2nd day of the stage-festival play Der Ring des Nibelungen
Libretto by Richard Wagner
First performed August 16 1876, Festspielhaus Bayreuth
This production opened October 30 2011

Sung in German with German & English surtitles
Introductory talk (in German/on video) will appear here shortly before run begins

Siegfried, Siegmund and Sieglinde’s son, has been brought up by Mime who is trying to forge a sword strong enough for Siegfried to kill Fafner, who turned himself into a dragon to guard his treasure, so that Mime can get his hands on the Ring. Wotan is roaming the world as a Wanderer. After a knowledge competition with Mime, who loses, he tells him that only a man who has never learnt what fear is can mend Siegmund’s sword, Nothung. Siegfried mends his father’s broken weapon and kills Fafner. After coming into contact with the dragon’s blood he can understand what birds say, one of whom tells him to take the Ring and Tarnhelm and not trust Mime, who he kills when he tries to trick him into drinking poison. The bird tells him about Brünnhilde asleep on a rock and they set off to find her. Wotan wakes Erda and asks her how he can change the fate of the gods. When Erda finds out that their daughter has been deprived of her divinity and is sleeping surrounded by a ring of fire, she keeps silent – for her he is no longer the ruling god he claims to be. Wotan tries to prevent Siegfried from reaching Brünnhilde but Siegfried, believing him to be his father’s enemy, breaks his spear with his sword. Siegfried strides through the ring of fire and wakes Brünnhilde with a kiss. She sees the fateful ring on his finger and is frightened that she is no longer able to save him from Wotan’s plans of distruction. He is insistant and she eventually gives into her desires. Their joy is ecstatic.

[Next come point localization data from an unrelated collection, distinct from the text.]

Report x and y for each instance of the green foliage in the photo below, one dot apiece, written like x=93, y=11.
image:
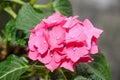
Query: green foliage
x=64, y=6
x=96, y=70
x=17, y=32
x=14, y=35
x=12, y=68
x=28, y=18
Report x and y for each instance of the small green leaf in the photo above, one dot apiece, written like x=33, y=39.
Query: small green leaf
x=15, y=36
x=12, y=68
x=28, y=18
x=96, y=70
x=64, y=6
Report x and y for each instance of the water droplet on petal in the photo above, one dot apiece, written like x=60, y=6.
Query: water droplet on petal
x=74, y=49
x=44, y=42
x=72, y=37
x=58, y=38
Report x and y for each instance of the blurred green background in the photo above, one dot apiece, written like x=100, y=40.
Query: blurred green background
x=104, y=14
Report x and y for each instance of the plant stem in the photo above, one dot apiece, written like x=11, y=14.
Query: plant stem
x=46, y=77
x=45, y=6
x=32, y=2
x=10, y=11
x=62, y=73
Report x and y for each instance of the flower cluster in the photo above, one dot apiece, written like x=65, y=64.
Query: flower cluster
x=61, y=41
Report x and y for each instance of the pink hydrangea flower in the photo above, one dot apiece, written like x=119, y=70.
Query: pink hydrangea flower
x=61, y=41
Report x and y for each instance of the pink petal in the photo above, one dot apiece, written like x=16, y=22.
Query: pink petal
x=97, y=32
x=41, y=44
x=31, y=42
x=52, y=65
x=75, y=53
x=86, y=58
x=32, y=55
x=76, y=34
x=68, y=65
x=45, y=58
x=56, y=37
x=70, y=22
x=54, y=19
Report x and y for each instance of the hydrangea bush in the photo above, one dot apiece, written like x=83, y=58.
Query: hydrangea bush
x=49, y=44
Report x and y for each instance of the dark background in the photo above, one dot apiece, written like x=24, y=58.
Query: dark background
x=104, y=14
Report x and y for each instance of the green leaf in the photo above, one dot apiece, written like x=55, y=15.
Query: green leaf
x=28, y=18
x=12, y=68
x=64, y=6
x=15, y=36
x=96, y=70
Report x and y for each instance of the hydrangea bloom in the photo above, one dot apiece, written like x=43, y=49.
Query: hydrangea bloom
x=61, y=41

The dragon Fafner guards the Nibelung’s hoard, including the Ring which bestows immeasurable power. The dwarf Alberich cast it from the gold he stole from the daughters of the Rhine. Now he wants it back. But his brother Mime wants to get his hands on the treasure too. But only one man can slay the dragon: Siegfried. Mime raised him after his mother Sieglinde died in childbirth. To fight the dragon he needs his sword, Nothung, which the God shattered into pieces. Mime tries in vain to weld it together again. Wotan, journeying through the world as the Wanderer, tells him why: only someone who has never learned what fear is, can mend the sword. How Siegfried kills the dragon and what the Forest Bird tells him about Brünnhilde is told in part three of Richard Wagner’s Tetralogie. Das Rheingold and Die Walküre were programmed in recent seasons and are now being followed by Siegfried – all four works will be performed again in cycles in a later season.